The much-heralded marriage of Ford and VW announced in mid-1986 in Brazil and Argentina was one of convenience. Both competitors already operated there -unprofitably. The inspired idea was to merge production, operations and negotiating muscle to create hybrid cars using the two companies' strengths: VW's advanced technology and Ford's financial savvy.
But neither partner accounted for events that proved Autolatina's late '94 downfall after seven years, including fiercely independent dealers, a serious corporate culture clash, changes in Brazilian laws and a tepid market for hybrid vehicles.
"The world has changed since the formation of Autolatina," said Ford VP Wayne Booker, formerly director of Ford's Latin American operations.
At the time Autolatina was started in 1986, Ford had a 22% share of the 886,729-unit market in Brazil, which has now dipped to 11.7%. VW had done much better, with a 1986 share of 37% which stands at 32.1% of a 1.2 million-unit market today.
At Autolatina's launch, Ford was caught in a dilemma. The company was unprofitable, but pulling out of Brazil would have cost the company an estimated $2.5 billion, due to a complex but punishing dealer indemnity that Ford would have been required to pay.

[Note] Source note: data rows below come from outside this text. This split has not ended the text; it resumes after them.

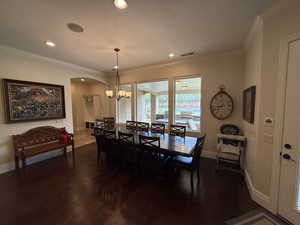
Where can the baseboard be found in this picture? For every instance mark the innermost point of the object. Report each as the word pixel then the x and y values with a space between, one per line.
pixel 257 196
pixel 209 154
pixel 10 166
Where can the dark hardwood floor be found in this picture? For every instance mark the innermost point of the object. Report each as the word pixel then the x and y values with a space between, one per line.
pixel 54 192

The German automaker, meanwhile, was at the cutting edge of technology but lacked the stringent financial controls that its U.S. counterpart had masterminded in Latin America. VW had spent years coddling its powerful dealer network and suppliers to the detriment of its bottom line in Brazil.
The solution, Autolatina, created a giant with $4.7 billion in sales and 60,000 employees in 1987.

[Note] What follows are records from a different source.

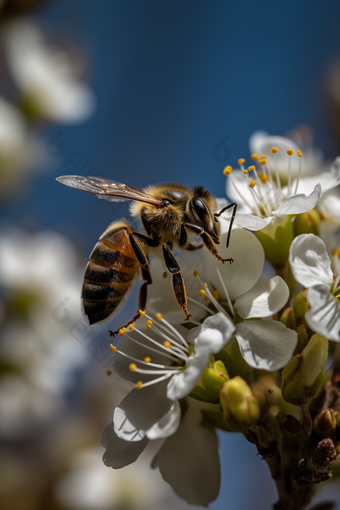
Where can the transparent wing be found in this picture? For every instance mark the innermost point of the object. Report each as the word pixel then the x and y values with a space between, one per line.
pixel 108 190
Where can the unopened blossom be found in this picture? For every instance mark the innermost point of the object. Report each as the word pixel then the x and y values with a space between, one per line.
pixel 311 267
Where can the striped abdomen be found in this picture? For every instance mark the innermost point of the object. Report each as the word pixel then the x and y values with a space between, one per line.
pixel 109 273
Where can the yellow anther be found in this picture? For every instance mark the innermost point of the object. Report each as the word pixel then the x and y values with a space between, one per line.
pixel 216 294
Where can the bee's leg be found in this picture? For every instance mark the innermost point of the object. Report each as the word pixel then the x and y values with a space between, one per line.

But several hybrid car models produced by Autolatina flopped. The most spectacular bomb was the Apollo, essentially a VW version of Ford's Verona sedan. More than 13,000 Apollos were sold in 1990, its introductory year. Sales had slowed to 10,136 before the model was discontinued in 1992.
The disastrous Apollo touched off a war at ASSOBRAV, the 700-member VW dealer network in Brazil. The powerful network balked at the planned introduction of a new cross-over model based on the chassis of VW's successful Gol subcompact. The idea was scrapped.
Autolatina also suffered major setbacks after ASSOBRAV rejected the merged company's Floor Plan program in 1988. The Floor Plan, used by Ford's dealers, required the dealer to pay for new cars as soon as they reached the showroom. VW's practice, however, was that dealers' stock needn't be paid for until the car was sold. ASSOBRAV's reaction was so strong the association threatened to take Autolatina to court, causing the company to back down on the plan.
"Shared platforms [chassis, engine and transmissions] made sense back then," when Autolatina was formed and the chase for a world car was on, said Mr. Booker last October. "But now their advantages are much less" as more automakers strive for local versions of world cars.
Meanwhile, one of Autolatina's reasons for being evaporated when Brazil's ban on imports collapsed in 1990 and a severe tax of 85% imposed on imports in its stead had been steadily decreasing to about 20%. In addition, Brazil's new currency, the real, appreciated in value against the dollar, enabling carmakers to bring in models from abroad at competitive prices.
A more basic but no less serious problem with Autolatina was cultural strain between the straitlaced Germans and the more freewheeling Americans. "There were good intentions behind Autolatina's formation but they never really overcame the VW-Ford culture shock," said Gunnar Keseberg, managing director of Roland Berger, a German automotive consultancy here for VW and Autolatina.
For all its problems, however, Autolatina remained profitable right to the end. The venture produced $8 billion in sales in 1994.